Casas ou lares?
Os políticos, ideológicos e precipitados como são, enunciaram medidas corretivas de acordo com as suas cores partidárias – mais liberais ou menos liberais, como se se tratasse de uma qualquer questão socioeconómica.
No debate a que temos assistido, uns acham a legislação sobre esta matéria demasiado “venezuelana”, outros, também da oposição, aquém do necessário para termos “casa para todos”. Mas o debate, na minha modesta opinião, centra-se demasiado em abstrações e não inclui, ou não repara, ou não quer saber, por exemplo, desse altruísmo solidário tão comum nos portugueses: a generosidade.
Sim, a generosidade.
Eu explico.
Numa breve consulta que fiz a cinco proprietários/senhorios meus amigos, constatei que quatro deles alugavam as suas casas abaixo, muito abaixo, do preço médio do mercado de arrendamento, só um dos senhorios cobrava aos inquilinos valores ditados pela “bolsa” imobiliária.
Claro que isto vale o que vale, nem do ponto de vista estatístico podemos considerar os cinco empresários como uma amostra significativa, nem sequer devemos tirar a conclusão de que parte da solução da falta de casas passa, assim, por uma política de auxílios privados “bonzinhos”.
Pelo que pude ouvir dos pequenos proprietários/alugadores, a generosidade deles tem apenas um fundo de bom senso: compreensão pelas dificuldades que os imigrantes sentem; perceção que eles nos fazem falta, como pão para a boca, sobretudo para a economia; que a casa precisava de ser habitada; que são famílias com crianças; que o pai faz, inclusivamente, pequenas reparações de conservação na casa, etc., etc. Bom senso, afinal, combina com generosidade. O problema é que é uma generosidade clandestina porque a partir do momento em que fosse declarada teria que pagar imposto e a seguir ao imposto viria o encarecimento da renda.

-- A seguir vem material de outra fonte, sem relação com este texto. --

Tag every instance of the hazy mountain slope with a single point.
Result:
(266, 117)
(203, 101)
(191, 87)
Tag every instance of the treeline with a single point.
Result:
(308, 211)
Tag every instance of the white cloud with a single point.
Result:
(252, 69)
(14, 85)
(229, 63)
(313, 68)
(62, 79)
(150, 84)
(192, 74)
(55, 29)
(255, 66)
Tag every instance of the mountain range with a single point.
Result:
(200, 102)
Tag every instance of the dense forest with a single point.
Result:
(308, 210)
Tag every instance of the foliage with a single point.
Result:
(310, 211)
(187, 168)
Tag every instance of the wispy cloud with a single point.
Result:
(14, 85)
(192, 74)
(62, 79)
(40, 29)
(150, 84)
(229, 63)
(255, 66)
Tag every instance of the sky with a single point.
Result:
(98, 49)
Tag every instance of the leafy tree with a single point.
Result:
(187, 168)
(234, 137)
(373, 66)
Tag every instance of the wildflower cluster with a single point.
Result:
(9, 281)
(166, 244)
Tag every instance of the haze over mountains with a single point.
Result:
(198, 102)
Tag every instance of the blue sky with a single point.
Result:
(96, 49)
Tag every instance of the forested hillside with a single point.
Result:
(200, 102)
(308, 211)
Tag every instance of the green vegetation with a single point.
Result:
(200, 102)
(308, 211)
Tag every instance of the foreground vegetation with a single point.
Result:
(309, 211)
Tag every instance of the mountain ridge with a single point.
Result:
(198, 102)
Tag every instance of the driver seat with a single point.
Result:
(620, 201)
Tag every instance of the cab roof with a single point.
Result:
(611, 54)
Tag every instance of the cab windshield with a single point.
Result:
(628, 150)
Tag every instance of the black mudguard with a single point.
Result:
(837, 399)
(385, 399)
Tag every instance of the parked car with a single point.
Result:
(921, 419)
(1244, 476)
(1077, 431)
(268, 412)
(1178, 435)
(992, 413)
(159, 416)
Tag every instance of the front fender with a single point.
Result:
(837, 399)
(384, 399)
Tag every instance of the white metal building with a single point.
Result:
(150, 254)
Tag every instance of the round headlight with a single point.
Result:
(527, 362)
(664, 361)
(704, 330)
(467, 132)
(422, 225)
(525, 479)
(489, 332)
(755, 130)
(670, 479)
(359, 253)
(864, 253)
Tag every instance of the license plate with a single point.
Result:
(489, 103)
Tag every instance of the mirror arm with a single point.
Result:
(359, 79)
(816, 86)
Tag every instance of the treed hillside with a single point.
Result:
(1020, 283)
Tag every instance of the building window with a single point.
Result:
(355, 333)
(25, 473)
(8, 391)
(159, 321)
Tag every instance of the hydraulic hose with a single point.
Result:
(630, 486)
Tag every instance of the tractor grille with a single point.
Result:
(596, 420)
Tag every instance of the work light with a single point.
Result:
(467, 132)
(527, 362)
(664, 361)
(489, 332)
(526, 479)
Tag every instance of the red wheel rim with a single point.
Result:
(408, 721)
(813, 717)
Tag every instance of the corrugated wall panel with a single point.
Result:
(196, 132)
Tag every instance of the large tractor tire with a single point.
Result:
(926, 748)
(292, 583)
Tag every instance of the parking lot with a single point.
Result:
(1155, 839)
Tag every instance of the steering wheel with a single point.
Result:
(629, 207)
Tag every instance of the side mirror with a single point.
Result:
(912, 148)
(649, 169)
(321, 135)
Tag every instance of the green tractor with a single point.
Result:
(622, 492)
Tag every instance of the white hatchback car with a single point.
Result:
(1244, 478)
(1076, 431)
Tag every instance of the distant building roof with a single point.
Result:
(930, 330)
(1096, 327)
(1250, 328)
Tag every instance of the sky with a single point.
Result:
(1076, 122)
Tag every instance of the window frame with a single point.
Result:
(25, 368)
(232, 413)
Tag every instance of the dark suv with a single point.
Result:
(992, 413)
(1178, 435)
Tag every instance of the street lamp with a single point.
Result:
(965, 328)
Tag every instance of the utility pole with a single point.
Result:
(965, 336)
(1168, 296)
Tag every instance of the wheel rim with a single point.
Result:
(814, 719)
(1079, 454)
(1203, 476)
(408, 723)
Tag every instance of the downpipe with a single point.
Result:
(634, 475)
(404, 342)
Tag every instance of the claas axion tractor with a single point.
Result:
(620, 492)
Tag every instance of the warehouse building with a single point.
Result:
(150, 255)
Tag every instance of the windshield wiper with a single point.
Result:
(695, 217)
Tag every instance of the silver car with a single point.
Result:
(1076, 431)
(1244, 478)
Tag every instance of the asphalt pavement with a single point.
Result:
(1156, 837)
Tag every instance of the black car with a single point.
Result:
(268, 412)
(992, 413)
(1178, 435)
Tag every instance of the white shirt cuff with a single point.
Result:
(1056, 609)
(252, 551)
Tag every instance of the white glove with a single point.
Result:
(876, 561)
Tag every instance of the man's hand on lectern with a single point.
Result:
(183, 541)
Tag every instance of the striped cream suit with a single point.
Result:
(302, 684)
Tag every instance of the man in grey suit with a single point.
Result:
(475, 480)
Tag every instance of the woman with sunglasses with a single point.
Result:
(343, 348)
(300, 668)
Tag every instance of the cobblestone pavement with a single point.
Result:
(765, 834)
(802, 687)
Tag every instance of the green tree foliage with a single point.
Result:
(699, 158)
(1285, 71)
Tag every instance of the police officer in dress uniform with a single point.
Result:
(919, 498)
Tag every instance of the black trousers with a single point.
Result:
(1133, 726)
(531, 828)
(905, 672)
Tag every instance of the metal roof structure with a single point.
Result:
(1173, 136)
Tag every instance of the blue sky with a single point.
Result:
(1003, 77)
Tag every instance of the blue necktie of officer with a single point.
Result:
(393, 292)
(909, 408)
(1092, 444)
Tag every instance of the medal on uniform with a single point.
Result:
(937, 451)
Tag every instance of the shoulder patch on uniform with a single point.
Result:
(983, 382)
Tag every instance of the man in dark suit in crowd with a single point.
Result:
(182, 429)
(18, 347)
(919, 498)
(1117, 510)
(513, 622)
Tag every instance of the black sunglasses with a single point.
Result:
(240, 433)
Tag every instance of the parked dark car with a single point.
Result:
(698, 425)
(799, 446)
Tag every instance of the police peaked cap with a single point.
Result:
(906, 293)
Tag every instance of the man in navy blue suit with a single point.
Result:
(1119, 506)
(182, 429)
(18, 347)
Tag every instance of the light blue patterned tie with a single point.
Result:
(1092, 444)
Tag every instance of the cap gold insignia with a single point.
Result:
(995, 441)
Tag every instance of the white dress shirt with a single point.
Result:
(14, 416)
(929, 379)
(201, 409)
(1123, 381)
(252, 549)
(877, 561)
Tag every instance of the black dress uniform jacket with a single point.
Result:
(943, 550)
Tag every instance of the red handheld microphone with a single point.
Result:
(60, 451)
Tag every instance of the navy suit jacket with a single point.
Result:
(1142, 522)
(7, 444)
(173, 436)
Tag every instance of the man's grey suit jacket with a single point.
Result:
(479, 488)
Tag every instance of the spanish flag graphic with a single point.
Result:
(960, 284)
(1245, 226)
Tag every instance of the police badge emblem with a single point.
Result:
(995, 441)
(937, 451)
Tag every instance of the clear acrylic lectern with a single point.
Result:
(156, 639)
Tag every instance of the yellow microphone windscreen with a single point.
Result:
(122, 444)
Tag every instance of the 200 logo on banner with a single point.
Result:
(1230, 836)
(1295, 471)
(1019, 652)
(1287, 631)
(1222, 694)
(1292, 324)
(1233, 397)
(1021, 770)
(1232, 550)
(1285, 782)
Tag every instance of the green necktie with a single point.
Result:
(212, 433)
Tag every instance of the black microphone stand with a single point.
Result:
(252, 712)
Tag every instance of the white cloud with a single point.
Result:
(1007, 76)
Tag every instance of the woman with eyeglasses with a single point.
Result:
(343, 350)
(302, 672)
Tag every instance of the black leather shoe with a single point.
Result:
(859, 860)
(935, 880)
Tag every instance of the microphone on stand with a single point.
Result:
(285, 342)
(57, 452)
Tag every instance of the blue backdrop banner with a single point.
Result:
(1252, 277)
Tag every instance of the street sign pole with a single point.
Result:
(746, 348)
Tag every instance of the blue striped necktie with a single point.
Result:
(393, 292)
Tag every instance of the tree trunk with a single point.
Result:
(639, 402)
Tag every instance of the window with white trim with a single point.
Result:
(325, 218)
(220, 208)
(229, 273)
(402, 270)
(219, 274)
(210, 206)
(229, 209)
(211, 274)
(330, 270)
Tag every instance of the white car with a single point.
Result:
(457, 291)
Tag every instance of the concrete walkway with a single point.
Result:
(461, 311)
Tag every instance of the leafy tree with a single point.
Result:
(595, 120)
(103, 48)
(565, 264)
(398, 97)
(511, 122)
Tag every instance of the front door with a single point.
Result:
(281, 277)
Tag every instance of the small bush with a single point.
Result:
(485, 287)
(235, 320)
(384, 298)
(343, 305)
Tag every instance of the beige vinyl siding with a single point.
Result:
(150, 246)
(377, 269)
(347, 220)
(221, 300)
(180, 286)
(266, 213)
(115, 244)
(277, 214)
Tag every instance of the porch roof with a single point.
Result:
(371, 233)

Um país é uma organização extraordinariamente complexa, de dimensões gigantescas e com preocupações genuínas de inclusão e coesão sociais e, para Portugal funcionar, isto é, para termos hospitais, escolas, estradas, etc., os impostos são necessários e essas contribuições muitas vezes “doem”, mas quando se constata que os portugueses para ajudar a abrigar as famílias mais carenciadas, muitas vezes em SOS, têm que pagar taxas superiores a 20%, algo vai mal no reino da habitação.
Parece que estamos condenados a viver simultaneamente em dois mundos paralelos, com os que podem pagar impostos num andar iluminado e com a Dona Generosidade, numa cave escura. É o que dá tentarmos resolver os problemas com soluções demasiado abstratas, com régua e compasso, com estereótipos ideológicos rígidos. Faz-nos falta a introdução de fatores de moderação humanos, de benefícios fiscais para quem é solidário por impulso. Para quem aluga generosamente a segunda e a terceira casa que herdou.
Passou a Páscoa. Antes da ressurreição, Cristo viveu horas de suplício tão bem retratadas no quadro “A flagelação de Cristo” de Caravaggio. Vejam-no e ignorem o claro-escuro desta crónica.